As noted in the American Action Forum’s analysis last year, the current administration’s efforts to broaden and enhance the public engagement aspect of the rulemaking process under its “Modernizing Regulatory Review” program could help provide a starting point for a more robust consideration of small business concerns. Indeed, during the recent HSBC hearing, some highlighted how the Biden Administration was taking steps to further engage with the public  to assuage concerns regarding this lack of small business savings. But greater agency-stakeholder engagement is all but meaningless if the agencies do not actually take that input into consideration.

The trends discussed above demonstrate that, despite high levels of engagement with Advocacy over multiple years, agencies are still producing historically low levels of small business regulatory savings. Policies seeking to address this issue will need to go beyond simply expanding how small businesses and other interested parties are able to submit their concerns. To more fully address this situation, reforms will need to give agencies greater direction in how to demonstrate that they are meaningfully incorporating stakeholder inputs into final rules and establishing consequences for agencies that do not properly take such actions.

CONCLUSION

Even as government reports on bureaucratic actions go, the annual Advocacy RFA Report is fairly obscure. Nevertheless, it provides a useful insight into how agencies are taking the specific concerns of small businesses into consideration during the regulatory process. This latest edition’s findings establish that there is undoubtedly a series of ongoing trends in recent years – and more specifically, under the current administration – demonstrating that agencies are not properly accounting for such concerns in their final regulatory work. In particular, it is becoming increasingly clear that merely providing greater avenues for engagement with agencies is not enough; more fundamental reforms are needed that compel agencies to prove they’ve worked to meaningfully consider and address the issues.

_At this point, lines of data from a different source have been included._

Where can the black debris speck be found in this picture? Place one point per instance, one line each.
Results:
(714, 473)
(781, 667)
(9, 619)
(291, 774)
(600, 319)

[1] Per Advocacy: “Cost savings for a given rule are captured in the fiscal year in which the agency finalizes changes in the rule because of Advocacy’s intervention. These are best estimates to illustrate reductions in regulatory costs to small businesses. Initial cost savings consist of capital or recurring costs foregone that may have been incurred in the rule’s first year of implementation by small businesses. Recurring cost savings are listed where applicable as annual or annualized values as presented by the agency.”